# Alternative ink pump - DCBluesman Style



## Firefyter-emt (Dec 16, 2007)

I got these new converters in the other day and wanted to post up a review on them.  I contacted Lou because I needed a converter to fit a pen I messed up. (Long story short, I drilled the wrong blanks) I had been able to trim the Schmidt pump down, but it would stick at the bottom.  

First impression is very good, the fit & finish is very nice and the look when applied to a kit like the Jr. Gent/Statesman is stunning. When you see the converter matching up like that, you would think it is a much more expensive pen and this converter does just that, it "makes the pen".

I have not had time to see how the ink "fill" holds up compared to the standard refills, it seems like I can put more ink in the converter than it takes, but it is hard to tell right now if there is more or less ink compared to the standard pumps.
However, either way, these will make your pen appear much more expensive than the ones that come with the kit.  

Now the other bonus is what this opens up in the world of closed end pens!  With the smooth round end, they take to a drilled hole better than the screw end that can "feed the ink" if the hole is off, plus with the shorter length you can shorten the closed ends with out having to be stuck with those "refills"!

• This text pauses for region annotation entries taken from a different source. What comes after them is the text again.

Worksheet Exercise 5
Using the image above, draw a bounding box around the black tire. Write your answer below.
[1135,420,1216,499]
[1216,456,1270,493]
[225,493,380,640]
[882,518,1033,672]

I do not recall any good photos of these that really show them in a pen, or compared to the standard converter, so...


----------



## scotirish (Dec 16, 2007)

Where do you get the second and third from?  Most of the ones I get are the first and I find if I fill them  by using the twist top, if I turn it incorrectly when it is up, they leak.


----------



## Firefyter-emt (Dec 16, 2007)

Contact Lou (aka: DCBluesman) He sells them, and really should have a link in his profile. 
http://www.penturners.org/forum/pop_profile.asp?mode=display&id=506


----------



## Turnitall (Dec 17, 2007)

You can also find them here... http://www.tryphon.it/catalogo.htm

Tryphon is a great supplier of pen material and supplies....


----------



## Firefyter-emt (Dec 17, 2007)

Yep, and at the same cost that Lou sells them for.

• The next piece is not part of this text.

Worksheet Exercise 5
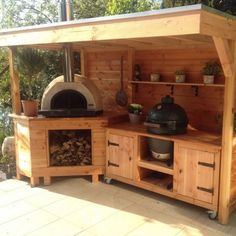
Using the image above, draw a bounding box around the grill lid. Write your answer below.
[145,95,188,134]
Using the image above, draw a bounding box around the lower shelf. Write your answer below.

Oh, yea... and Lou is one of us.


----------



## DCBluesman (Dec 17, 2007)

Lee - I'm glad the converter worked for your need!  The two converters I sell are for customization purposes.  Little Havanas and El Toros have long required the use of cartridges.  The short converters work in these pens!  BTW, my converters are cheaper if you buy 10 at a time - $25 rather than $30 - and you can mix and match the sizes! [8D]


----------



## scotirish (Dec 17, 2007)

Thanks for the "heads-up"!


----------